I have a 2D numpy array as follows:

start = np.array([
    [1,1,0,1],
    [1,0,0,1],
    [0,1,0,0]
                ])

I need to get the same matrix, but replace each value with the number of neighbors to which I could get by moving by one step in any direction, but walking only along 1

As a result, I should get the follow:

finish = np.array([
    [4,4,0,2],
    [4,0,0,2],
    [0,4,0,0]
                 ])

It seems to me that this is a well-known problem, but I have not even figured out how to formulate it in search, since everything that I was looking for is a bit different. What's the best way to do this?

Answer 1

You can use scipy.ndimage.label to label connected regions and return the number of regions as @Mr.T points out. This can than be used to create a boolean mask for indexing and counting.

Credits should go to @Mr.T as he came up with a similar solution first.
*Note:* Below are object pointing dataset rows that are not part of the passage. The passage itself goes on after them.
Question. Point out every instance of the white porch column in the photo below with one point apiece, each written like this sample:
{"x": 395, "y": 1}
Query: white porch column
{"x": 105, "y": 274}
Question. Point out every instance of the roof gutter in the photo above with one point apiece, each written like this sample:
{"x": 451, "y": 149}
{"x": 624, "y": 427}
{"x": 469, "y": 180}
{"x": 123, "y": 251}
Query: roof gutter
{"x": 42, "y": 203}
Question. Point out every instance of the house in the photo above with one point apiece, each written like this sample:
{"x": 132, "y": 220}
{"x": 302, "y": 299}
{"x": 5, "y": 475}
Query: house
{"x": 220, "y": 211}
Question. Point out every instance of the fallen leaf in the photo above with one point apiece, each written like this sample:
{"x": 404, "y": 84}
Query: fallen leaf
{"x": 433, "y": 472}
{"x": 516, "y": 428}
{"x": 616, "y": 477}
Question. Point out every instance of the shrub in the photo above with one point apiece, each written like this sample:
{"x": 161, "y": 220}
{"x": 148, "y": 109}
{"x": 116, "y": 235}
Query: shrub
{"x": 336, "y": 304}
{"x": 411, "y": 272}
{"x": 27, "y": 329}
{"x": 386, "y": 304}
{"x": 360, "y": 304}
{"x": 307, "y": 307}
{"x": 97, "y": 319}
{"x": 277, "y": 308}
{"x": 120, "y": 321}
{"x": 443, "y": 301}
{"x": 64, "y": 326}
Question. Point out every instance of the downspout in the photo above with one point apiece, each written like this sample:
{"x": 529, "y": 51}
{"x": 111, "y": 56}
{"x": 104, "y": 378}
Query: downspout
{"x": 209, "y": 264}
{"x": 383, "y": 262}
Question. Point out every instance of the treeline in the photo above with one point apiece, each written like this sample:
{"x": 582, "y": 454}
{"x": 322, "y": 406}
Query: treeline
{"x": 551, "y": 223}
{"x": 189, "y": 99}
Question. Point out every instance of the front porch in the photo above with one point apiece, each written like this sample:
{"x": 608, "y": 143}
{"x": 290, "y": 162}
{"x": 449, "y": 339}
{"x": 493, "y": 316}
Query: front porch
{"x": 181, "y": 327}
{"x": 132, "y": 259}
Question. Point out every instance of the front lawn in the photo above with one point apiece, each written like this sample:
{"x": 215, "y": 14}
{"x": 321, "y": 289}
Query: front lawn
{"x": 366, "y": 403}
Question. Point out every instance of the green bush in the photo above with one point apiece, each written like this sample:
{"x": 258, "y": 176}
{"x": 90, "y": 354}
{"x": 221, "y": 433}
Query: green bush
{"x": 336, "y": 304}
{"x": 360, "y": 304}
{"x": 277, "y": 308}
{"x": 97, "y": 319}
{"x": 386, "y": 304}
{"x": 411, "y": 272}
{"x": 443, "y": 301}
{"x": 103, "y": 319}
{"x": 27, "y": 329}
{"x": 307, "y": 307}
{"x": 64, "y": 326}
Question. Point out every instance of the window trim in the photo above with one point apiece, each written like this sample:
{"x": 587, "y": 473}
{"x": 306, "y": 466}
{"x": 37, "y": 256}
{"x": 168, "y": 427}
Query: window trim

This answer is still posted as the second part is different, I find it more readable and its 40% faster on my machine.

import numpy as np
from scipy.ndimage import label

a = [[1,1,0,1],
     [1,0,0,1],
     [0,1,0,0]]) 

# Label connected regions, the second arg defines the connection structure
labeled, n_labels = label(a, np.ones((3,3)))

# Replace label value with the size of the connected region
b = np.zeros_like(labeled)
for i in range(1, n_labels+1):
    target = (labeled==i)
    b[target] = np.count_nonzero(target)

print(b)

output:

[[4 4 0 2]
 [4 0 0 2]
 [0 4 0 0]]

Answer 2

You can use the scipy.ndimage labeling function with a customized structure array s:

import numpy as np
from scipy.ndimage import label    

start = np.asarray([ [1,1,0,1],
                   [1,0,0,1],
                   [0,1,0,0] ])

#structure array what to consider as "neighbors"
s = [[1,1,1],
     [1,1,1],
     [1,1,1]]

#label blobs in array
labeledarr,_ = label(start, structure=s)

#retrieve blobs and the number of elements within each blobs
blobnr, blobval = np.unique(labeledarr.ravel(), return_counts=True)

#substitute blob label with the number of elements
finish = np.zeros_like(labeledarr)
for k, v in zip(blobnr[1:], blobval[1:]):
    finish[labeledarr==k] = v

print(finish)

Output:

[[4 4 0 2]
 [4 0 0 2]
 [0 4 0 0]]

I am sure the final step of substituting the label number with the value of its occurrence can be optimized in terms of speed.
And @mad-physicist rightly mentioned that the initially used labeledarr.flat should be substituted by labeledarr.ravel(). The reasons for this are explained here.